Fees? Bank on it
From bank accounts and mortgages to credit cards and car loans, let the buyer beware: Financial fees are on the rise. And many are just waiting to blindside you.
Sometimes they are buried in fine print, wrapped in complicated verbiage or lost amid stacks of documents, consumer groups say.
And while bankers claim they are rare, the so-called hidden fees of financial services have contributed to banks’ double-digit growth in fee income in recent years.
Consumer groups constantly push for regulations that would cap fees and require better upfront disclosures. Bankers argue that the vast majority of institutions charge reasonable fees and provide clear disclosures: It’s just that some consumers never read them. Besides, sometimes well-meaning legislative reforms can backfire by adding costs and inconvenience for customers, they say.
“You don’t want to put in place any kind of restrictions on everyone to address the problems caused by a very small minority,” said Rob Rowe, regulatory counsel for the Independent Community Banks of America, a trade group based in Minnesota. “In the long run, you end up hurting everyone.”
Consumer advocates are not convinced. They claim that these hidden fees have actually become more prevalent in recent years. The reason? Low interest rates have put a squeeze on interest income, so banks have increasingly turned to fees to boost revenues. As a result, many types of fees have emerged.
Among them: There are charges for talking to account representatives, using telephone banking, closing an account within 90 days of opening it and having a credit-card account, even if there is no balance.

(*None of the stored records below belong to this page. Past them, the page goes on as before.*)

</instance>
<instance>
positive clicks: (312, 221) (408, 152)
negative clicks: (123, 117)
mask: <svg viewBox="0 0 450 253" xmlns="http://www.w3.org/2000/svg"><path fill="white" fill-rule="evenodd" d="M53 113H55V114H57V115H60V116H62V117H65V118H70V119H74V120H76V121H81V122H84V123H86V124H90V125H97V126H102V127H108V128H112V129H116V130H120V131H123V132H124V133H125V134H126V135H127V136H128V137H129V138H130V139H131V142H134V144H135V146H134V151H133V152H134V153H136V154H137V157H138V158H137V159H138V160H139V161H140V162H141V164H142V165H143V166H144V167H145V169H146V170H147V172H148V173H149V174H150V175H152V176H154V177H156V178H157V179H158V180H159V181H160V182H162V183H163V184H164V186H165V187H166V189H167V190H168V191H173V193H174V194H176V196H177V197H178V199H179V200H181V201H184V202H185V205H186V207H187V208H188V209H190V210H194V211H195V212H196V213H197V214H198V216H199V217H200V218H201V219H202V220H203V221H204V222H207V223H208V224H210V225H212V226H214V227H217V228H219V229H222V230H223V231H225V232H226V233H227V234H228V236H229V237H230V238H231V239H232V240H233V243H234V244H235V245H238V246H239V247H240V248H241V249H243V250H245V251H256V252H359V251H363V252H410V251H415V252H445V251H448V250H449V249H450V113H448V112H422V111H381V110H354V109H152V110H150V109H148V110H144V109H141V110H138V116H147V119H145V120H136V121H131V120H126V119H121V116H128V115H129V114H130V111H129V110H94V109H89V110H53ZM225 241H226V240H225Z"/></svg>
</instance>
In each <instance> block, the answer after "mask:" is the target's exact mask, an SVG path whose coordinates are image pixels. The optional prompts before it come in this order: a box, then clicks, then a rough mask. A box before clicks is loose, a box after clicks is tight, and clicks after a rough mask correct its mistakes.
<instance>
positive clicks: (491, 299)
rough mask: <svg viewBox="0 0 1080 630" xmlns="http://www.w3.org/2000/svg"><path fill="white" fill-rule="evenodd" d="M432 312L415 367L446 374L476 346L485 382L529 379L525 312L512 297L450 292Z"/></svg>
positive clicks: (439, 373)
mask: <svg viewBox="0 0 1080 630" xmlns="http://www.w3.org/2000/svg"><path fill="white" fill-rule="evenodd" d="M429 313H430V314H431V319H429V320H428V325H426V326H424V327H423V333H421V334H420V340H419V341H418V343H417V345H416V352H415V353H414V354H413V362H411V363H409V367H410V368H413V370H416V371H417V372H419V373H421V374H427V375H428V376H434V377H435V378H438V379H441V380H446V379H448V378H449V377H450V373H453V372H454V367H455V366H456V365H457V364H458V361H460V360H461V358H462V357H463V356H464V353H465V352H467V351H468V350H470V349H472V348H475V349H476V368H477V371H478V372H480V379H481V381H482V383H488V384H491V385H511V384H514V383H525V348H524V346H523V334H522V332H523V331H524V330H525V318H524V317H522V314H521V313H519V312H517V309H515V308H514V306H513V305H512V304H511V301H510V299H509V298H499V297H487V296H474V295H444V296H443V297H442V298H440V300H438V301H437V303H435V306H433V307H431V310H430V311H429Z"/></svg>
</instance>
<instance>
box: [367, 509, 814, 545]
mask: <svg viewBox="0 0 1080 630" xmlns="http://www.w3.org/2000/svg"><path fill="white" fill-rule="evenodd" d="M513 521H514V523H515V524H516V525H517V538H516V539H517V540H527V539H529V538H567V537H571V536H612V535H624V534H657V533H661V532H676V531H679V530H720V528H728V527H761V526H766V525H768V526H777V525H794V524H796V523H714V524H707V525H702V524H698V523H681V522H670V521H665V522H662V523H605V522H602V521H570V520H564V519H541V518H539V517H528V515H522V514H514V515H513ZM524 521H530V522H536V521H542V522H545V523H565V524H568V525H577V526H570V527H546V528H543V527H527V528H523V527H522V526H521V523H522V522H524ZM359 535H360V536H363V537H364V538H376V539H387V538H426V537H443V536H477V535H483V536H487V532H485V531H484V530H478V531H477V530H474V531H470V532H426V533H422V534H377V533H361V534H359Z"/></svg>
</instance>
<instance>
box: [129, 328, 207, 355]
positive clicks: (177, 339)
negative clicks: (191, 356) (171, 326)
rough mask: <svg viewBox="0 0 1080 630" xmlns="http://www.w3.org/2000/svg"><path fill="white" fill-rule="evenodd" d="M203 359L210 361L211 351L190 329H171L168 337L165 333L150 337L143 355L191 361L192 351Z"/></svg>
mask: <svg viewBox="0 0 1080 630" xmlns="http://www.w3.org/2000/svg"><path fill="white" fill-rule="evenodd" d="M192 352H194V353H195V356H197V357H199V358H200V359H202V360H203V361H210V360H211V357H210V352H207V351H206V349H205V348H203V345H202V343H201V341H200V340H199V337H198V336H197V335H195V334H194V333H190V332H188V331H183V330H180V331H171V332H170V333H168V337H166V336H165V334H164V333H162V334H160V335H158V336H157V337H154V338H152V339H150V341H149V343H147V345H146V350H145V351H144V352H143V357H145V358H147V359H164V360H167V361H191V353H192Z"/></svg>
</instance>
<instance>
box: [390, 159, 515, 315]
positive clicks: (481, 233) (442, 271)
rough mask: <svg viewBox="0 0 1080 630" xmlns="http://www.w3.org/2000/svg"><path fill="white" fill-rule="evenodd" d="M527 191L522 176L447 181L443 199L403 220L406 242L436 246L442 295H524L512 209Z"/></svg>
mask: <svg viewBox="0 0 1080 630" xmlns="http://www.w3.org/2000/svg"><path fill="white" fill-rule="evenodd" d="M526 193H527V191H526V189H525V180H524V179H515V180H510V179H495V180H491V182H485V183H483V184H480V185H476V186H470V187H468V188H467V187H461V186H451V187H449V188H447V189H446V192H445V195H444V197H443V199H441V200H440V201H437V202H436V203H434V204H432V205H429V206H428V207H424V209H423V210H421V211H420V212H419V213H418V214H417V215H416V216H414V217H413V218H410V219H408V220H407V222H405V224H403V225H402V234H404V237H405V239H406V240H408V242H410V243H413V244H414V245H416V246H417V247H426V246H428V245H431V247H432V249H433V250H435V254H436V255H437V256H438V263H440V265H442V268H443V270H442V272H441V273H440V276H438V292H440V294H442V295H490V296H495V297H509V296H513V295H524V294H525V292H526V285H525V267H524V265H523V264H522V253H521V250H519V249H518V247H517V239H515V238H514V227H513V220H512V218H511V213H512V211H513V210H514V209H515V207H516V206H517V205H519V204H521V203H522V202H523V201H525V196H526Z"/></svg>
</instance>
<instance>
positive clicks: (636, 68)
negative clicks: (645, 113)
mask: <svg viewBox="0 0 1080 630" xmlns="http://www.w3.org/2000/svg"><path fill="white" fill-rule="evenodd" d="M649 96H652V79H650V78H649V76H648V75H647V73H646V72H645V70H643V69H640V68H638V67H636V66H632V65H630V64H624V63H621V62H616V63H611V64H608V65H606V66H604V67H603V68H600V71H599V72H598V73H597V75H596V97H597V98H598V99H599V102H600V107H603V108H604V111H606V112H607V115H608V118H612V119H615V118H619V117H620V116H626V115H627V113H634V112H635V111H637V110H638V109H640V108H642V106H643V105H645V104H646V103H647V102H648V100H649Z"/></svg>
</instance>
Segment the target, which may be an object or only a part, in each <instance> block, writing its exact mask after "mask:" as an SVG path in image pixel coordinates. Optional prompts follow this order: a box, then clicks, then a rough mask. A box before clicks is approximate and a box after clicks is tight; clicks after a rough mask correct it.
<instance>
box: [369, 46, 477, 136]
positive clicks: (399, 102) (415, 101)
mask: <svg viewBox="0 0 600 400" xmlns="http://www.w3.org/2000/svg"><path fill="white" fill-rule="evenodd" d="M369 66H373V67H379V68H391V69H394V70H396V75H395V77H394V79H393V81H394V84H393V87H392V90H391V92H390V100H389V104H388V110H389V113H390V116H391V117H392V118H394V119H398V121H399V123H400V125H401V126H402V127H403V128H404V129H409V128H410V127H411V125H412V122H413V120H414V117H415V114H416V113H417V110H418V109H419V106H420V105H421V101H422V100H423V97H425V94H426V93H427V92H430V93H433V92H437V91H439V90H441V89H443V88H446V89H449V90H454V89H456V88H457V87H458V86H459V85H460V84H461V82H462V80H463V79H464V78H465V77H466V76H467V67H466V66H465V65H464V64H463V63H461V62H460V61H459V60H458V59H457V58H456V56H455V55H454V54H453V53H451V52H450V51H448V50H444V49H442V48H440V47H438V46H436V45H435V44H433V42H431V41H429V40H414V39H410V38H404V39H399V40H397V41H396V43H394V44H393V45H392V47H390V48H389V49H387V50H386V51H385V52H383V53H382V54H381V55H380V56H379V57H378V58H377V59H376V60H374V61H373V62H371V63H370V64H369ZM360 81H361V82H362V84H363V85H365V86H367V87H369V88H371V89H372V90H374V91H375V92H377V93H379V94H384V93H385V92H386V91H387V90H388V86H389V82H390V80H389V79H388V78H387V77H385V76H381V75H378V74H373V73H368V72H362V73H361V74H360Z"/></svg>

Typical fees such as those for using out-of-network automated tellers and insufficient fund charges also continue to rise, according to Bankrate.com, a financial consumer research firm. Bankers argue, however, they have actually worked to minimize the rise in fees, despite the difficult economy of recent years. They have also created “free checking” accounts and other ways to make it simpler for customers to avoid fees, bankers said.
Overall, banks reaped $31.8 billion in account-service fees in 2003, up 34 percent from three years before, the Federal Deposit Insurance Corp. reported. Most fee increases have outpaced inflation during that period, consumer analysts say.
“In any financial product you look at these days, more and more of a company’s profits depend on fee income,” said Lisa Lee Freeman, finance editor for Consumer Reports. “And sometimes, they are not disclosed openly at all. It’s in the fine print.”
One of the latest hot-button issues is the “bounce protection” fee. Most banks offer overdraft coverage — a safety net that usually costs about $10 per occurrence and helps the customer avoid transaction rejections and bad check fees from merchants.
But some banks have turned that practice into a short-term loan service, often with triple-digit interest rates, consumer experts say. It is a practice, they say, that particularly hits lower-income people, often living paycheck to paycheck.
Here’s how it works: Say a customer overdraws his account by $100. Some banks charge $20 or more to cover it, and $5 for each day it goes unpaid.
Such fees translate to an annual percentage rate of 200 percent to 300 percent.
Bounce protection may also allow some customers to fall into a sort of overdraft hole. For example, automated teller machines will not warn customers if a transaction overdraws their accounts. In some cases, ATMs even mislead customers about their available balance, giving them a figure that includes the amount of overdraft protection.
So it is possible that customers could use ATMs, debit cards or checks several times a day, unknowingly incurring overdraft fees each time.
The overdraft issue has drawn the ire of major consumer groups, which have urged federal banking regulators to restrict the fee practices and treat overdraft protection like the pay-day loan business.
But regulators have been reluctant to intervene.
The Federal Reserve recently said banks can continue their overdraft protection business without regulatory interference. The Fed did express concerns about how some banks were marketing the service and advised financial institutions to provide customers with more upfront disclosures clearly spelling out how the fees work.
Still, industry officials say banks could improve their communication to customers about overdraft protection fees.
While there are still some technical issues about the ATM changes, many banks already are adopting better disclosures about fees in general, according to Rob Rowe, the lawyer for the community bankers’ group.
Such changes would be welcomed, but consumer advocates remain skeptical.
“In so many instances, banks are just cleaning up at your expense and it’s all perfectly legal,” said Lisa Lee Freeman, finance editor for Consumer Reports. “The bottom line is you have to ask tough questions of your banker or whatever financial institution you’re dealing with. Be aware of what they’re charging. Do your homework and shop around.”